What's new in Spark Streaming - a technical overview

Tathagata Das (Databricks)
11:20am–12:00pm Thursday, 10/01/2015
Spark & Beyond
Location: 1 E20 / 1 E21 Level: Advanced
Average rating: ****.
(4.20, 15 ratings)

As the adoption of Spark Streaming in the industry is increasing, so is the community’s demand for more features. Since the beginning of this year, we have made significant improvements in performance, usability, and semantic guarantees. In particular, some of these features are:

  • New Kafka integration for exactly-once guarantees
  • Improved Kinesis integration for stronger guarantees
  • Addition of more sources to the Python API
  • Significantly improved UI for greater monitoring and debuggability.

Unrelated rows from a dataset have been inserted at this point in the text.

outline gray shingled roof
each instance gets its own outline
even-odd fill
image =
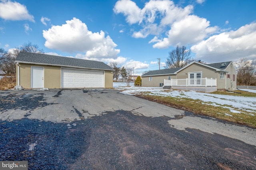
[[[225,70],[227,67],[231,63],[231,61],[226,62],[218,63],[212,63],[206,64],[206,65],[214,67],[220,70]],[[149,71],[146,73],[142,75],[142,76],[154,76],[157,75],[171,74],[174,72],[178,71],[183,67],[179,67],[173,68],[168,68],[163,70],[154,70]]]
[[[164,69],[162,70],[153,70],[152,71],[150,71],[141,76],[144,76],[161,74],[174,74],[181,68],[181,67],[180,67]]]
[[[24,52],[20,52],[15,62],[114,70],[112,67],[100,61]]]
[[[230,63],[231,63],[231,61],[228,61],[227,62],[209,64],[206,65],[220,70],[225,70],[227,68],[227,67],[229,65]]]

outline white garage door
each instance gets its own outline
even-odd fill
[[[103,71],[61,69],[61,87],[104,87]]]

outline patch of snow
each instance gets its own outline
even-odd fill
[[[126,83],[117,82],[113,83],[113,87],[116,90],[122,90],[120,93],[124,94],[132,95],[139,94],[141,93],[148,93],[152,95],[162,97],[171,96],[178,98],[189,98],[194,100],[200,100],[203,101],[202,104],[230,109],[230,111],[233,111],[236,113],[238,113],[238,111],[236,110],[240,109],[252,112],[252,113],[250,114],[251,115],[254,115],[253,113],[256,113],[256,98],[234,97],[233,96],[211,94],[194,91],[164,89],[161,87],[137,87],[134,86],[134,85],[132,86],[131,83],[130,84],[131,86],[128,87]],[[248,90],[250,92],[256,93],[256,90]]]
[[[238,111],[237,110],[235,110],[232,109],[230,109],[229,110],[230,111],[230,112],[235,113],[241,113],[241,111]]]
[[[32,90],[36,90],[36,91],[49,91],[49,89],[48,88],[42,88],[40,89],[33,89]]]
[[[16,86],[13,88],[11,89],[12,90],[24,90],[23,87],[21,86]]]

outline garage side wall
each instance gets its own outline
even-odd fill
[[[112,71],[105,71],[105,88],[113,88]]]
[[[164,84],[164,79],[168,79],[168,76],[173,78],[173,75],[164,75],[163,76],[149,76],[142,77],[143,87],[160,87],[160,83]],[[149,81],[149,78],[152,77],[152,81]]]
[[[20,65],[20,85],[24,88],[31,88],[31,67],[44,67],[44,87],[49,88],[60,88],[60,67],[19,63]],[[16,68],[17,68],[16,66]],[[18,85],[16,74],[16,85]]]

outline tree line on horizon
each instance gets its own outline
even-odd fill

In this talk, I am going to discuss these improvements as well as the plethora of features we plan to add in the near future.

Photo of Tathagata Das

Tathagata Das

Databricks

Tathagata Das is an Apache Spark committer and a member of the PMC. He is the lead developer behind Spark Streaming, which he started while a PhD student in the UC Berkeley AMPLab, and is currently employed at Databricks. Prior to Databricks, Tathagata worked at the AMPLab, conducting research about data-center frameworks and networks with Scott Shenker and Ion Stoica.